Les pouvoirs établis ne sont point longtemps à accuser le coup. Cependant, ils ne distinguent pas tout de suite qu'il s'agit, en l'espèce, non pas d'une révolte politique, mais bien plutôt d'une revendication d'ordre moral et spirituel, pour mieux dire religieux, ce qui est infiniment plus délicat. Ils ripostent et se défendent comme ils peuvent : l'empereur Frédéric cependant n'a point tout à fait l'âme d'un apostat, et l'eût-il, qu'il lui manquerait les moyens d'une répression adéquate. La Commune, prise de court, ne possède, pour faire opposition à ce mouvement, que l'amas des feuilles de sa constitution changeante : elle hésite aussi à sévir contre ces hommes qui jouissent du prestige de leur vertu et ont l'opinion de leur côté.
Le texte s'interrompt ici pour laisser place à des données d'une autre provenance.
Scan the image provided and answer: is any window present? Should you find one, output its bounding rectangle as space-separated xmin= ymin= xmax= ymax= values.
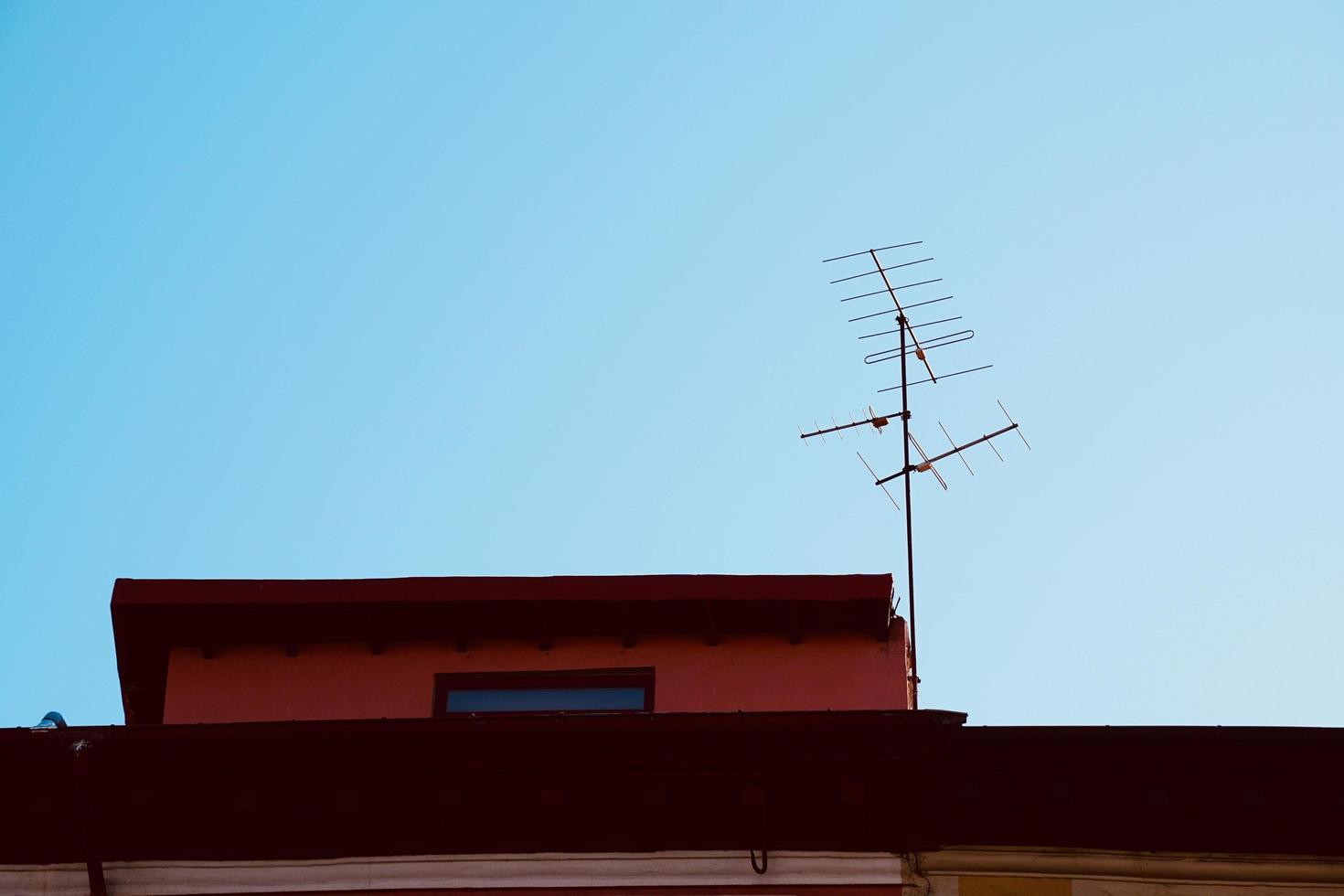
xmin=434 ymin=669 xmax=653 ymax=716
Contraints à ruser, entre la papauté et l'empire, il n'y a pas un consul ni un podestat qui se sente de taille à affronter l'Église sur ce nouveau terrain qu'elle gagne et défend.
Toutefois c'est la Commune qui est la plus frappée, sans être directement visée, par le Tiers-Ordre. Elle prétend établir un ordre nouveau sous prétexte d'émancipation, et en fait, elle étouffe, écrase l'individu sous son autorité draconienne et dans sa législation tentaculaire. Mais voici que des citoyens lui opposent une résistance passive : ils ne veulent plus porter les armes, ils se refusent aux querelles, ils récusent la juridiction des tribunaux civils, car ils sont, eux aussi, « d'Église » et l'Église les reconnaît et les appuie.
Rien n'arrête ce mouvement qui, à travers les villes et les bourgades, s'étend à la manière d'un puissant levain dans la masse jusqu'alors amorphe et taillable sans merci.
Au début, on avait cru à une pieuse originalité, à un rêve creux de quelque mystique sans contact aucun avec les réalités de la vie. Mais bientôt cette étrange association s'est révélée une force puissante autant qu'incoercible et insaisissable. Fondée avant tout sur des valeurs spirituelles, elle touche le social et le transforme d'autant plus vite qu'elle a l'audience du peuple à qui elle fait mieux que promettre une vraie liberté et une paix authentique, car elle lui apporte et lui garantit ces mêmes biens. Ceux qui en font partie ne sont ni moines ni religieux, ni moniales, cependant ils ne sont plus tout à fait laïcs. Ils vivent d'une vie irrépréhensible et claire, sans abhorrer le monde au point de le fuir, pas plus qu'ils ne se résignent à l'accepter tel qu'il est. En les fréquentant, on comprend qu'ils sont des croyants irréductibles. Ils ont l'esprit de pauvreté, et c'est pourquoi, ils se contentent pour eux-mêmes du nécessaire et distribuent aux autres le superflu. Ils ont l'esprit de paix, et c'est pourquoi, n'ayant pas d'ennemis, ils aident les autres à ne pas en avoir, et réconcilient ceux qui en ont. Ils ont l'esprit de vraie justice et travaillent à réparer les torts et les injustices. Ils ne refusent point ses droits à la vie qu'ils apprécient comme un don divin, mais ils ne concèdent rien aux passions.
À converser avec eux, on les sent posséder la merveilleuse certitude de la foi, mère de l'espérance et soutien des affligés. Ils possèdent la vraie charité qui comprend, pardonne l'impardonnable et vole au secours des victimes de l'abandon. Ce sont des gens de toutes conditions : nobles et roturiers, artisans de tous métiers, dames de haut lignage et pauvres filles du peuple, tous unis autant qu'ils sont par un lien plus fort que l'amour : le lien de la divine charité. Ils vont au secours de toutes les infortunes, souriant aux plus répugnantes, indulgents à ceux qui les offensent, jamais las de faire le bien, jamais déconcertés devant le mal. Là où un petit enfant pleure, où une mère se meurt, où un père a été tué, où un lépreux a été jeté dehors, là où l'appel est le plus déchirant et le silence plus poignant, eux, les humbles chevaliers du Tiers-Ordre, arrivent, sans être appelés ni attendus, comme si la main de Dieu les guidait. Ils apportent le vrai réconfort, celui qui n'a été ni demandé ni espéré, celui qui prend figure de miracle et d'une visite du ciel.
« Mon frère, ma sœur ! » : ce n'est pas seulement la Règle qui donne ces noms aux membres du Tiers-Ordre, c'est la foule de leurs obligés et bientôt l'ensemble du peuple. Et ces noms ne sont point usurpés ou une quelconque appellation, ils sont pleinement mérités, car eux, les tertiaires, les ont revalorisés et réintégrés en chrétienté. Et c'est pourquoi cette œuvre est vraiment une des plus belles réussites de François 1, la réalisation de son souhait : « Pax et bonum ! »
Giuseppe Bastianini, in Lorsque Dieu passe

1. Fioretti 1, XVI ; De Laudibus beati Francisci, par Bernard de Besse. VII, in fine ; Lettre à tous les fidèles, dans les Opuscules de saint François ; Histoire du Tiers-Ordre, par Pierre Kano.